Bizi yerde üst üste debelenirken gördüğünde üzerime öyle bir atladı ki bütün iç organlarım bedenimden dışarı fırlayacak sandım.
"Hayatımda bu kadar hızlı yanıldığım olmamıştı." diyen Yiğit ağabeyim arkasını dönüp gitti.
Üzerimdeki ufaklığı tutup yere yatırdım ve gıdıklamaya başladım. Attığı kahkahaların arasında babamın sesi olduğumuz yere doldu.
"Ben bu çocukları büyüttüm sanıyordum ama belli ki sadece boyları büyümüş."
Gülerek yerden kalktım. Ağabeyim de ardımdan kalkınca Arda'yı kollarından tutup havaya kaldırdım ve Uğur ağabeyimin omuzlarına oturttum. "Sana iki ayaklı motosiklet buldum." dediğimde gülerek ağabeyimin saçlarını kavradı.
"Hadi gazla o zaman." dediğinde diğeri uyum sağladı ve yemek odasına doğru koşarak gittiler.
Babam yanıma geldiğinde kolu omzuma sarıldı. "Seni böyle görmek beni de mutlu ediyor. Aslan farkında olmadan bana büyük bir iyilik yaptı. Hülya'nın böyle kolay kabulleneceğini bilsem daha erken söylerdim."
"Ama sana hala tavırlı." dedim başımı omzuna dayayarak.
"Eh, o kadarını da hak ettim değil mi? Biraz nazını çekeyim."
Yemek odasına doğru adımladık ve yerlerimize oturduk. Arda beni görür görmez heyecanla "Hala motosikletinle beni gezdirsene." demişti.
"Olur." dedim.
Yiğit ağabeyim hemen araya girdi. "Gece gece ne işiniz var dışarıda! Gündüz çıkarsınız."
"Ama sen istediğin zaman çıkıyorsun evden." diye babasına sitem gönderdi ufaklık.
"Arda!" diye sert bir dille uyarınca hemen yüzü asıldı.
Eğilip kulağına fısıldadım. "Gündüz çıkarsak dondurmacı açık olur."

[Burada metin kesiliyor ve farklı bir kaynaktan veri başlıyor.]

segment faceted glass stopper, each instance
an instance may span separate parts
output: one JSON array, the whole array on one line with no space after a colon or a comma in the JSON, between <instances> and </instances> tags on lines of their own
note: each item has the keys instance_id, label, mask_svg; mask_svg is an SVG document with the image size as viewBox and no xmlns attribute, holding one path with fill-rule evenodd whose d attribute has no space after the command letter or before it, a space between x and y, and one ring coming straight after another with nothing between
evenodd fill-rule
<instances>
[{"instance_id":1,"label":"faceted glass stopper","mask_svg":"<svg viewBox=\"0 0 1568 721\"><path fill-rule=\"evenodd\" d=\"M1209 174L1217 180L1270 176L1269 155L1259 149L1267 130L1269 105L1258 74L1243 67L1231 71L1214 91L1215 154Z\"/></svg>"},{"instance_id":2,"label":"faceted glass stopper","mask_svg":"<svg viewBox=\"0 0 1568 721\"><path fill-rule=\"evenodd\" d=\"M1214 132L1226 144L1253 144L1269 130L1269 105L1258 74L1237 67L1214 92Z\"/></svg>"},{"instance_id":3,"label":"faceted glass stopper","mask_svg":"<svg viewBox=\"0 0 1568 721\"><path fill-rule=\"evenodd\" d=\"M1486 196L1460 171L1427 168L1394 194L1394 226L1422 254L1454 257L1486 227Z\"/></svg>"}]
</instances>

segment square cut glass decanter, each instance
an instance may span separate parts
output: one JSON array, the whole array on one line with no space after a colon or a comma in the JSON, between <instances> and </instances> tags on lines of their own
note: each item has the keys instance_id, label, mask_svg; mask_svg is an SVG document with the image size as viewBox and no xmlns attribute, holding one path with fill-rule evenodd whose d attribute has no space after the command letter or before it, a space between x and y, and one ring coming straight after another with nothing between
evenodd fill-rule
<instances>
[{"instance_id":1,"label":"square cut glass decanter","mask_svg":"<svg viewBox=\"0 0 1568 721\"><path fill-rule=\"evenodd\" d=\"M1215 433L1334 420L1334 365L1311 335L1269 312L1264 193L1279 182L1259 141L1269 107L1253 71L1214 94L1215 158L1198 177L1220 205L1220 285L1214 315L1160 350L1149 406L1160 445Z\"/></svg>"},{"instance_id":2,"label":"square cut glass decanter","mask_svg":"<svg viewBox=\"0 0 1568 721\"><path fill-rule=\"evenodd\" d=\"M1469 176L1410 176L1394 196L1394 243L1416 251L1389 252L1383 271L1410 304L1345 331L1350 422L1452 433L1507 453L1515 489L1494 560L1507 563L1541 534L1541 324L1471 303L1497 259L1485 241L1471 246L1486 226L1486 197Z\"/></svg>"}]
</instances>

Sitemli hali anında mutluluğa döndü. Babam ağabeylerime bakarak, "Ali meselesini ne yaptınız?" diye sordu.
Yiğit ağabeyim cevap verdi. "Malları bize vermemekte kararlı."
Babam "İkna etmenin yolunu bulun." derken bakışları bana döndü. "Malum artık Afet çalışmıyor. Kendiniz halledeceksiniz."
"Bahsettiğiniz adam şu pala bıyıklı olan Ali mi?" diye sordum. Sorumu Uğur ağabeyim başıyla onayladı. Yiğit ağabeyime baktım. "Adamı alıkoy, onun o pala bıyıkları takma, saçları da peruk. Kendisi kel ama bu durumundan nefret ediyor ve duyulacak diye ödü kopuyor. O haliyle birkaç fotoğraf çek ve istediğini elde et. Sizin için bunu kolaylıkla sessiz sedasız yapardım ama Hülya anne malum çalışmama izin vermiyor." dedim rahatlıkla.
Hülya anne yerinde kıpırdanırken Uğur ağabeyim, "Sen eksik kal." dedi sertçe. Ona verdiğim o fotoğraflardan sonra hala bu konulara fazla tepkiliydi.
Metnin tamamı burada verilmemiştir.